I wish you would realize that things you take for granted are miracles in my eyes, and sometimes I wish you would stop mentioning them because it just reminds me of what I don’t have.

Grieving and what I’m going through is not contagious, so I wish you wouldn’t shy away from me.

I wish you knew that all of the “crazy” grief reactions I am having are in fact very normal.  Depression, anger, frustration, hopelessness, and questioning of values and beliefs are to be expected during and following what is happening to me.

I wish you wouldn’t expect my grief to be over if and when I appear to be smiling or happy. I’m trying to keep going, and I’m doing the best I can not to bring everyone down.

Please don’t try to “cheer me up” by telling me about how much better my life is without children, how I have so much more fun, more disposable income, fewer sleepless nights or how I can live vicariously by being the “fun aunt”. There’s nothing fun about going through countless invasive, embarrassing and sometimes painful medical procedures; family-building “options” that require any outside assistance (whether through IVF or adoption) are exceedingly expensive (like, “you could buy a shiny new car” kind of expensive); and the last time I had a restful night’s sleep, we had a different President.

I wish you would understand the physical reactions to grief.  I may gain weight or lose weight, sleep all the time or not at all, want to surround myself with others or be all alone… all of which may be related to my grief. Sometimes just getting out of bed requires all the energy I can come up with.

A birthday, anniversaries of big days, holidays, and the day I found out, are all terrible times for me.  I wish you could tell me that you are thinking about me, and if I get quite withdrawn, just know I am doing my best to cope.  Please don’t try to coerce me into being cheerful or tell me that it will be better soon.

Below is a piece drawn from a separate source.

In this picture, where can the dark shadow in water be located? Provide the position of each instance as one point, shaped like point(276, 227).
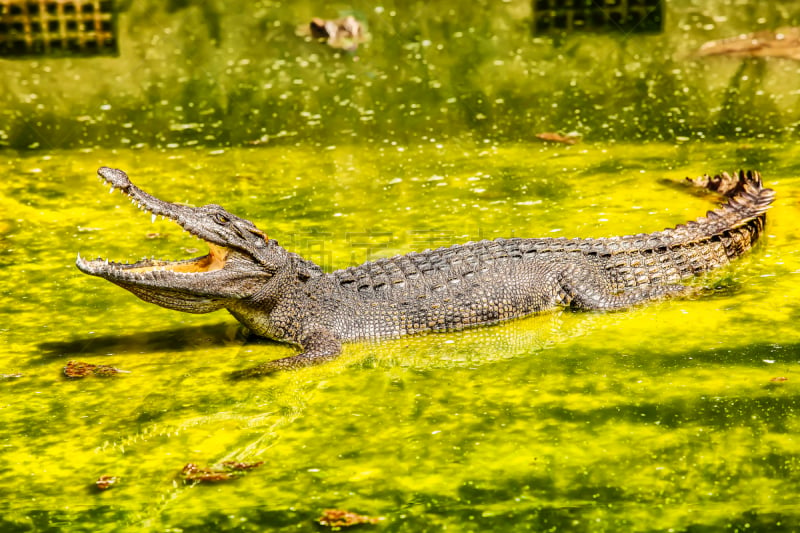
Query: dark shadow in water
point(167, 340)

Platitudes are not helpful; hugs are.

It is normal and good that most of us re-examine our faith, values, and beliefs throughout this journey.  We will question things we have been taught all our lives, and hopefully come to some new understandings.  I wish you would let me tangle with my opinions, and beliefs without making me feel guilty or telling me that my infertility is the direct result of the fact that I don’t share your beliefs.

The only way I can get through this grief is to experience it, and sometimes immerse myself in it.  Sometimes I have to wallow in self-pity. Sometimes I have to be alone with my grief. And none of this will be solved in one afternoon, cured by any number of glasses of wine or pints of ice cream. Bottom line: I have to hurt before I can heal.

I really appreciate your attempts to distract me from my grief, but most of the time I barely have enough energy to get dressed. Just because you think skydiving gives you a new lease on life, or white-water rafting is the bomb, doesn’t mean that this is going to be the right thing for me – now, or ever. Suggesting that an activity complete out of character for me would be the solution to my struggle with infertility is like telling someone to have a lobotomy to cure a broken heart.

I wish you understood that grief and difficult situations change people.  I am not the same person I was before I experienced it nor will I ever be that person again. Sometimes I hate that the most because, like you, I miss the “old” me. But if you keep waiting for me to “get back to my old self,” you will be frustrated – and I will feel even more upset about how negatively my life has been impacted by infertility.

Please understand that I did not choose this path. No one asked me if I wanted to deal with infertility. But I am trying to adapt to this situation as best as I can, and as a result I am a new person with new thoughts, dreams, aspirations, values, and beliefs. Please try and get to know the “new me”…maybe you will still like me.